We enjoyed two beautiful days. Shortly after I collected Chris from the airport mid-morning on Saturday, we grabbed an early lunch and returned home where all three of us settled in for a lovely afternoon nap. Normally, Chris and I don't nap. However, he was exhausted from the work week, and with both he and Willow Grace snuggled up in their beds, I didn't want to be left out! The rest of the weekend was filled with a variety of activities: a coed wedding shower/barbecue for Chris's brother and fiance, church, a trip top the grocery, and friends over for Sunday lunch. But I have to say that the best part of it all was having my husband by my side and my baby in my arms. God is so good.
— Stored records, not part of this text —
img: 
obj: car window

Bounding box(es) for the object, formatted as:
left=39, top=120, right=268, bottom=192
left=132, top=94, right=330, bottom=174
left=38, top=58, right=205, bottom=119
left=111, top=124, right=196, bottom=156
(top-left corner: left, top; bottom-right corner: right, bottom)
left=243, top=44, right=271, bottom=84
I love being a wife and mother. I've been praying quite a bit lately that God would help me to continue to improve in those two areas. I want our home to be a place of comfort, safety, rest, and joy. When my family or anyone else walks through the door, I want them to feel a strong sense of peace. A lot of that has to do with the atmosphere I create within our home, and a great deal of that atmosphere is directly related to how much I pray and rely on Christ.

Monday, June 09, 2008

A House Becomes a Home

I tried to start this post Monday, but found that Willow Grace had become a little Houdini and was trying to escape all the boundaries I'd set up around the living room. She crawled through the bottom of the exersaucer, climbed on top of a black bin and tried to stand atop it before I rescued her, stepped up on the ledge of the fireplace and attempted to mount the ottoman-- all in desperate effort to set herself free to roam the unchartered territory outside of her normal play space. She's been really pushing her boundaries lately, and we have to keep an eagle eye on her. She's also teething pretty hard right now. She has two teeth coming in at the top, and it's made her fussy, feverish, a bit snotty, and extra sensitive. She cried more on Saturday than she has in a couple weeks put together, but by Sunday she was as chipper as ever. What a curiously delightful little girl!

Chris and I were buzzing around the house all day Monday attending to odds and ends. I hammered in a couple dozen nails for wall hangings and arranged anything I could get my hands on. We were finally able to find a piece of furniture for the dining room which can house the good china. I hated having it all wrapped up and stuck in the cabinet above the fridge. I'm not the type to wait for visiting dignitaries to use the good china, and I'll use it as soon as I can. I have a great dining room table; I just don't have any chairs to go with it at the moment unless you count our four folding chairs (which I don't). Chris is tackling the office and the patio today. Before long this house will be fit for company and perhaps even a few pictures for my blog!